On x64 architectures, the HotSpot Java Virtual Machine (JVM) uses a performance optimization technique called Compressed Oops. This technique allows the JVM to use 4 bytes instead of 8 bytes for object references. This saves a lot of memory.

Unfortunately, the JVM can only address up to about 32 GB of memory with Compressed Oops, and the optimization is disabled if a heap size of more than 32 GB is configured.
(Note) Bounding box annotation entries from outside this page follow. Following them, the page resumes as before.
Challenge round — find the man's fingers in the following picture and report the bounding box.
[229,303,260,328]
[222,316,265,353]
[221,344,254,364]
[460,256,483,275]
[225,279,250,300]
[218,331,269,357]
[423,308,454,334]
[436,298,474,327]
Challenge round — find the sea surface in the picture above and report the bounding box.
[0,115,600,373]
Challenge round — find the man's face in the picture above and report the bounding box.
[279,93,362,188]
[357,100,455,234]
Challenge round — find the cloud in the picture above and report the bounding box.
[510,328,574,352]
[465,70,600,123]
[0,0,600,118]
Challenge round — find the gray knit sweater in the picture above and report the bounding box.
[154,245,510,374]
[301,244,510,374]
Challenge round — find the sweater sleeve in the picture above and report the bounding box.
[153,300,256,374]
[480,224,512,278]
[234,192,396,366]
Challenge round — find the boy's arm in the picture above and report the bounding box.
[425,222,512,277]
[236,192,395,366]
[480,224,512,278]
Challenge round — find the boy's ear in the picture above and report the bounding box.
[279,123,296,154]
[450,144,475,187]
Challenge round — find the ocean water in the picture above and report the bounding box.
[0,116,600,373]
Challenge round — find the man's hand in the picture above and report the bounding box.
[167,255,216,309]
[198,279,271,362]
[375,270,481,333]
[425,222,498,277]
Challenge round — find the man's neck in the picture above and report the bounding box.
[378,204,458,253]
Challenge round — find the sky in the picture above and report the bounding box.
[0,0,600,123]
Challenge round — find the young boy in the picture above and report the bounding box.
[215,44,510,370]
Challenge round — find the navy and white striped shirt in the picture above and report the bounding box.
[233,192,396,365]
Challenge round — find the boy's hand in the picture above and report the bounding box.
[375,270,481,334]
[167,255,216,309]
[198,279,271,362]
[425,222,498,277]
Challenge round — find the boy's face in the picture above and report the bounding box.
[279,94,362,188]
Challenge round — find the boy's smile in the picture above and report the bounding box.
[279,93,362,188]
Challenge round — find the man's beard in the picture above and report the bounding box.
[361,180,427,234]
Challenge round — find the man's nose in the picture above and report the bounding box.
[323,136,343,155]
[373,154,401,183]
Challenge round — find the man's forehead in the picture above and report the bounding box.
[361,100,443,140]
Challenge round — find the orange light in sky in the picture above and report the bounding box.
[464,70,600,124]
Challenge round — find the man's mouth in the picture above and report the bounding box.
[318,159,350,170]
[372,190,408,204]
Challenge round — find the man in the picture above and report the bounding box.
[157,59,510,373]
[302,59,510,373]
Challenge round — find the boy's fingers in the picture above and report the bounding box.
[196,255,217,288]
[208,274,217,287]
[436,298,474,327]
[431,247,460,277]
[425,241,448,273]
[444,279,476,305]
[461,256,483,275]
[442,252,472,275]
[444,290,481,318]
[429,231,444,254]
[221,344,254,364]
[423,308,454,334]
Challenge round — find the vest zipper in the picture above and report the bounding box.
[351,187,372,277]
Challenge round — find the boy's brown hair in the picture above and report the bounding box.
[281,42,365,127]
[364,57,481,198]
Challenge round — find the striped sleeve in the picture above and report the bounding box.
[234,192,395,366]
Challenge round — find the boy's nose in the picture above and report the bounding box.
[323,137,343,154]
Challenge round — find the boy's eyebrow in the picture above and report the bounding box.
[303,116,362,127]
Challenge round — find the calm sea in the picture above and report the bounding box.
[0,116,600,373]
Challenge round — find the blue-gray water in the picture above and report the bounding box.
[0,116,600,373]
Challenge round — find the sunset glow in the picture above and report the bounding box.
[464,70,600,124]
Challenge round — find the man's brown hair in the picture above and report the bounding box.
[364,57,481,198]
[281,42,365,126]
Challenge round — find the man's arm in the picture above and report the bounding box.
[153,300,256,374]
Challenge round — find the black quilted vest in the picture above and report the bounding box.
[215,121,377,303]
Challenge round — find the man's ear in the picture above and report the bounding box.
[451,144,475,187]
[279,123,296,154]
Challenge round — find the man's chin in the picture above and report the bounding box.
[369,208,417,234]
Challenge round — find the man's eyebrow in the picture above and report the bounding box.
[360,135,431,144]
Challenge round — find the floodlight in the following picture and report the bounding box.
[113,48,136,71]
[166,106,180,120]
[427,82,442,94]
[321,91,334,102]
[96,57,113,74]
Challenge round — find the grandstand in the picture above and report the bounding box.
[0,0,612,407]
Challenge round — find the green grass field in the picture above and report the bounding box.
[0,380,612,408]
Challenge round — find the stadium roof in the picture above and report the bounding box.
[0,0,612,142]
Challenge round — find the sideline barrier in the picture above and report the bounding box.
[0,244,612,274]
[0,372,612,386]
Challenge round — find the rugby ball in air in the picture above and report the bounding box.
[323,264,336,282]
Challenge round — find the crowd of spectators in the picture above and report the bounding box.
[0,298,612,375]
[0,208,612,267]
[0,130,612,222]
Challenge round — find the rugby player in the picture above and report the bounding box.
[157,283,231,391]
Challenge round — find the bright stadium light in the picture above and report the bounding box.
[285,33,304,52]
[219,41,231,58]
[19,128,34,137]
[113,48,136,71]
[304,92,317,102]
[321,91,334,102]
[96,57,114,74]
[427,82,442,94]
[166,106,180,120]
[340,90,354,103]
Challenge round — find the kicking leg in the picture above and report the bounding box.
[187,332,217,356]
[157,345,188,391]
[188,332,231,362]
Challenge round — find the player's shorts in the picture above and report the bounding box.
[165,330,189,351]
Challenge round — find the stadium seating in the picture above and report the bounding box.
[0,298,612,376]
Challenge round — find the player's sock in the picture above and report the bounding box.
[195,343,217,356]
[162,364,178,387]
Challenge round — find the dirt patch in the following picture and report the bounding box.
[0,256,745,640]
If Compressed Oops is disabled, the object overhead will increase compared to having it enabled. Because of this, a cluster that is configured to use 30 GB heap memory may have more real memory available for objects than a cluster that uses only slightly more than 32GB of heap memory.

Considerations

On some JVMs, this value is as low as 30.5 gigabytes. To verify that Compressed Oops is enabled you can use the jcmd program:

sh$ jcmd 624140 VM.info | grep "Compressed Oops"

Heap address: 0x0000000414200000, size: 16062 MB, Compressed Oops mode: Zero
based, Oop shift amount: 3

Here, 624140 is the PID of the CrateDB progress. If the output is empty, Compressed Oops are not in use.

Recommendation

For this reason, you should aim to stay below 30.5 GB.

If you want to use more than 30.5 GB, you should configure the total amount to offset the memory lost due to the lack of Compressed Oops.

Tip

When configuring the heap size via CRATE_HEAP_SIZE, you can specify 30.5 gigabytes with the value 30500m.